PR vllm-project#26956: Squashed commit of the following:

ProExpertProg · ProExpertProg · commit 6f1222cab89f · 2025-10-16T00:41:11.000Z
commit ad717d4 Author: Richard Zou <zou3519@gmail.com> Date: Wed Oct 15 16:29:49 2025 -0700 [BugFix] Work around graph partition x torch.compile cache issue In PyTorch 2.9, torch.compile has a bug where the graph partition is not taken into account during caching. Because vLLM's Mode.VLLM_COMPILE is the only mode that uses Inductor graph partition, and VLLM_COMPILE implies there is a PostGradPassManager, we put the list of operators to graph partition into the PostGradPassManager's uuid (which then gets incorporated into Inductor's FX graph cache key). Remove this hack whenever torch.compile fixes it. Signed-off-by: Richard Zou <zou3519@gmail.com> Signed-off-by: ProExpertProg <lgovedic@redhat.com>
diff --git a/tests/compile/piecewise/test_toy_llama.py b/tests/compile/piecewise/test_toy_llama.py
@@ -337,9 +337,8 @@ def run_model(llama_config, compile_config: CompilationConfig) -> torch.Tensor:
 def test_toy_llama(
     backend: str, use_inductor_graph_partition: bool, monkeypatch, tmp_path
 ):
-    # We disable the vLLM compile cache into a new tmp dir for 2 reasons:
+    # We disable the vLLM compile cache into a new tmp dir for 1 reason:
     # 1. To make sure we can properly track the number of Inductor compilations.
-    # 2. Inductor partitioning does not play nicely with Autograd cache (below)
     monkeypatch.setenv("VLLM_DISABLE_COMPILE_CACHE", "1")
 
     if use_inductor_graph_partition and not is_torch_equal_or_newer("2.9.0.dev"):
@@ -369,15 +368,6 @@ def test_toy_llama(
         cudagraph_capture_sizes=[1, 2],
     )
 
-    # FIXME(luka/boyuan): the graph from the previous test case
-    #  (no inductor partition) gets cached by AotAutograd so then the
-    #  compilation with inductor partitioning incorrectly loads an unpartitioned
-    #  graph and never partitions.
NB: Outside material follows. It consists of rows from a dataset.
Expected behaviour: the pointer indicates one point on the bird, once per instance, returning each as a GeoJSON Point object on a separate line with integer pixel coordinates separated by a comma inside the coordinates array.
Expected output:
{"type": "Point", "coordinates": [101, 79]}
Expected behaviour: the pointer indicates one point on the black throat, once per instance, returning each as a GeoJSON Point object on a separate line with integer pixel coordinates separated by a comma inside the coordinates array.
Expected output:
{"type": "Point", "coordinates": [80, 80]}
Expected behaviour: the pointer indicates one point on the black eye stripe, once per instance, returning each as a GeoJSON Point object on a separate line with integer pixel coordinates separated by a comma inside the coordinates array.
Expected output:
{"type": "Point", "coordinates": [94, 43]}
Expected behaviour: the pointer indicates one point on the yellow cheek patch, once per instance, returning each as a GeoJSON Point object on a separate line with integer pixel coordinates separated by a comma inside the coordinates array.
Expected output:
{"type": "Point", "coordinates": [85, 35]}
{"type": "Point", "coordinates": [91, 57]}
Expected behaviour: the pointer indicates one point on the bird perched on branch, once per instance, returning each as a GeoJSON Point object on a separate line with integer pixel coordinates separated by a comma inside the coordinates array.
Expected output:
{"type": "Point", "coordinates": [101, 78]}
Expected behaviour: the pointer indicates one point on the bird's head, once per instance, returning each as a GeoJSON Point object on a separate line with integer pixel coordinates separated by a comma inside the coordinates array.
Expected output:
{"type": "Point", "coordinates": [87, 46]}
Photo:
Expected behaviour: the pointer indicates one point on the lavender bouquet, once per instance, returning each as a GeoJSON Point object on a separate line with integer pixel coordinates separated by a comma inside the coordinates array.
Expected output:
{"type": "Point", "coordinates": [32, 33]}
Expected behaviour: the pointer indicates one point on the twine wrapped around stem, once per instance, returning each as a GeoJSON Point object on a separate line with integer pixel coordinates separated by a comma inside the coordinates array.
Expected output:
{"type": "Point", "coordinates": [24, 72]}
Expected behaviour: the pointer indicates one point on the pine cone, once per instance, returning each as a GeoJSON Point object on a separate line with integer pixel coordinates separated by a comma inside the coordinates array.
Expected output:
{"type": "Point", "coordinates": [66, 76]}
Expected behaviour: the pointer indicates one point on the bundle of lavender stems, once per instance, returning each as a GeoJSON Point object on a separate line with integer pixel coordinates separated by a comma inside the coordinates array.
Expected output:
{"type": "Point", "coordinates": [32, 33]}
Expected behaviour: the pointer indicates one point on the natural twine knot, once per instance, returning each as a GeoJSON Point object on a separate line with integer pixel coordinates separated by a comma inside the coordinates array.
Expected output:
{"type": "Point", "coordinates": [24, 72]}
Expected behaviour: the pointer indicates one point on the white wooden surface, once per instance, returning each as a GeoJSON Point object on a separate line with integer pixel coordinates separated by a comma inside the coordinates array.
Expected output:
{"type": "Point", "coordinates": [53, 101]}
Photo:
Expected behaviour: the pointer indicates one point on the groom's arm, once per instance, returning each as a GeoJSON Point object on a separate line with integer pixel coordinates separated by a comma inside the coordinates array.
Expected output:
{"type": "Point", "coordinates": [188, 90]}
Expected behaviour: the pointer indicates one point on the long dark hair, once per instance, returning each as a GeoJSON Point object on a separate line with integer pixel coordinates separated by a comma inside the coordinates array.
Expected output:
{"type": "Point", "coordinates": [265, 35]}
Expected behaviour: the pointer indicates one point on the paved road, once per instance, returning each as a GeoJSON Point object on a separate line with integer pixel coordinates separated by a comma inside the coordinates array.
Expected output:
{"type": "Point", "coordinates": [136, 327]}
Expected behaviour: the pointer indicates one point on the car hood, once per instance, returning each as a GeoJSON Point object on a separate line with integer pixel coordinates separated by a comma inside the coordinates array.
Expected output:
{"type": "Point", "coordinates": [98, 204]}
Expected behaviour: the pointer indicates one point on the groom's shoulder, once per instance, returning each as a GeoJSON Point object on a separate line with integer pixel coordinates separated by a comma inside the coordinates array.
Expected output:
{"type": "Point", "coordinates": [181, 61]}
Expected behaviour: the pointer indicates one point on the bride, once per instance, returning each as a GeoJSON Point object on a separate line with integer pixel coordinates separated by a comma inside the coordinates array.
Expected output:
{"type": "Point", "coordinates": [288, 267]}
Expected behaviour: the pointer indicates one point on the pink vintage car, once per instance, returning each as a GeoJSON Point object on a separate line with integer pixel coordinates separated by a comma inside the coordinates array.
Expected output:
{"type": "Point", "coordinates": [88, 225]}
I think this is a bug with custom inductor
-    #  partitioning but does not affect vLLM more generally as vLLM uses its own
-    #  cache (which takes inductor partitioning into account).
-    if use_inductor_graph_partition:
-        compile_config_no_split.inductor_compile_config["force_disable_caches"] = True
-
     compile_config_split = deepcopy(compile_config_no_split)
     compile_config_split.splitting_ops = ["silly::attention"]
 
diff --git a/vllm/compilation/pass_manager.py b/vllm/compilation/pass_manager.py
@@ -110,6 +110,27 @@ def configure(self, config: VllmConfig):
         self.post_cleanup = PostCleanupPass(config)
         self.fix_functionalization = FixFunctionalizationPass(config)
 
+        # [HACK: Bug with Inductor graph partition and torch.compile cache]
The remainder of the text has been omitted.